(The post below was written on January 28, 2020. My mom passed on April 4, 2020.)
I just turned 35 years old.
I haven’t had a real job in almost seven years.
Not because I’m a stay-at-home mom. Not because I’m having babies and raising children.
Not because I’m disabled or sick or unable to work for some reason.
Not because I’m lazy or I don’t have ambition. Not because I don’t want to contribute to my household.
But because life has dealt me a bad hand of cards at a young age, or at least younger age than most people.
Because I’ve been a caregiver for my mom with Alzheimer’s off and on since I was 25. Because I’ve stepped up to not only help my dad, but to take care of him, as well.
Because I’ve been grieving for the last ten years. Grieving a loss that still has yet to come. Because grief isn’t something you can just turn off.

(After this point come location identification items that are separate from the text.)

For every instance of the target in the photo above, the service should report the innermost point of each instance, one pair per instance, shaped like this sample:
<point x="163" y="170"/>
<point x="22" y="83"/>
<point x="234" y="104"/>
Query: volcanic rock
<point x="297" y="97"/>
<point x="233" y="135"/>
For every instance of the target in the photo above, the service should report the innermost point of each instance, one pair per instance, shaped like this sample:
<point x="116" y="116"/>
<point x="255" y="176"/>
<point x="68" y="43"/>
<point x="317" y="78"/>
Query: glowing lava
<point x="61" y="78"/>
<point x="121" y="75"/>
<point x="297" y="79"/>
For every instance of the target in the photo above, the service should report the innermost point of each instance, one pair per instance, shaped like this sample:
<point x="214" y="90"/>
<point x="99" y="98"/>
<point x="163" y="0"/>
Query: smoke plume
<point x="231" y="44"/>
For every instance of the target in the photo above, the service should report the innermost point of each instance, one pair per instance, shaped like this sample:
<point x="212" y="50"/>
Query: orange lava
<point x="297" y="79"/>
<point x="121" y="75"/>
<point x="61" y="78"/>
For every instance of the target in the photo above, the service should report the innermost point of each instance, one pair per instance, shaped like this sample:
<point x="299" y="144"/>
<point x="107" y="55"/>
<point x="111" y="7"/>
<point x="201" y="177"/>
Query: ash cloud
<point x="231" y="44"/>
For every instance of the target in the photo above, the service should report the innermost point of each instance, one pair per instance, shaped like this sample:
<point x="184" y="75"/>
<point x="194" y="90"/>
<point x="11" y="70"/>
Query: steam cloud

Because that grief and impending loss has led me to depression at times. Because my anxiety has been at an all-time high and I feel overwhelmed by even the smallest tasks.
Because I’ve chosen to put my parents’ needs before my own and it has caused me to put my life, my dreams, and my goals on hold.

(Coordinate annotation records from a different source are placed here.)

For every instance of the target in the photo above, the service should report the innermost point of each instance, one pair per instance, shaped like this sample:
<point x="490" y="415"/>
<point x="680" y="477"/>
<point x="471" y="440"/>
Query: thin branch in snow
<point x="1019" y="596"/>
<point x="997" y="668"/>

I’ve spent the last several years beating myself up for not being further along in life. I’ve had a few accomplishments, but I haven’t done the “big thing” yet. I’m not even sure I know what the big thing is.

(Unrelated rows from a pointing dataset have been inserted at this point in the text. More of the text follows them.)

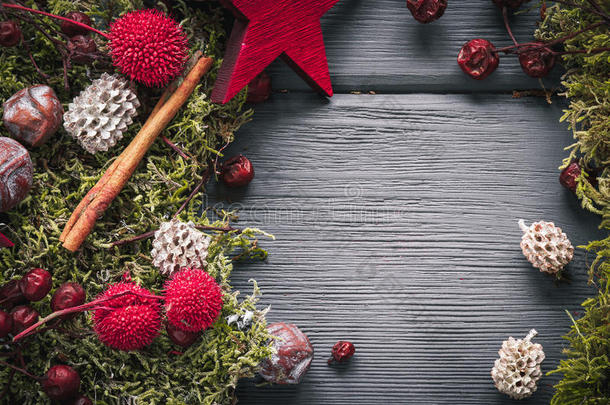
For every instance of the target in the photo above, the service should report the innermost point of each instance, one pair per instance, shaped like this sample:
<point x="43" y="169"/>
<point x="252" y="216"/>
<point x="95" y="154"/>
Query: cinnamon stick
<point x="99" y="198"/>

I’ve felt depressed. I’ve felt worthless. I’ve felt like a loser.
But I’m learning to accept that now is just not my time.
I’m exactly where I’m supposed to be, doing exactly what I’m supposed to do, right now.
I’m learning what I’m supposed to learn to become the person I’m supposed to be and do the big thing I’m supposed to do.
The big thing isn’t happening right now because I’m not ready for it. Now is just not my time. My focus and my priority is on other things.
One day I will be ready. One day it will be my time. One day I will do the big thing. One day this will all make sense.
One day I’ll start really living again.
And I fully intend to live a life that honors my mom. A life that does her pain and suffering justice. A life that carries on her legacy.
But for today, I will simply go sit and hold her hand. Because today, that’s exactly where I’m supposed to be.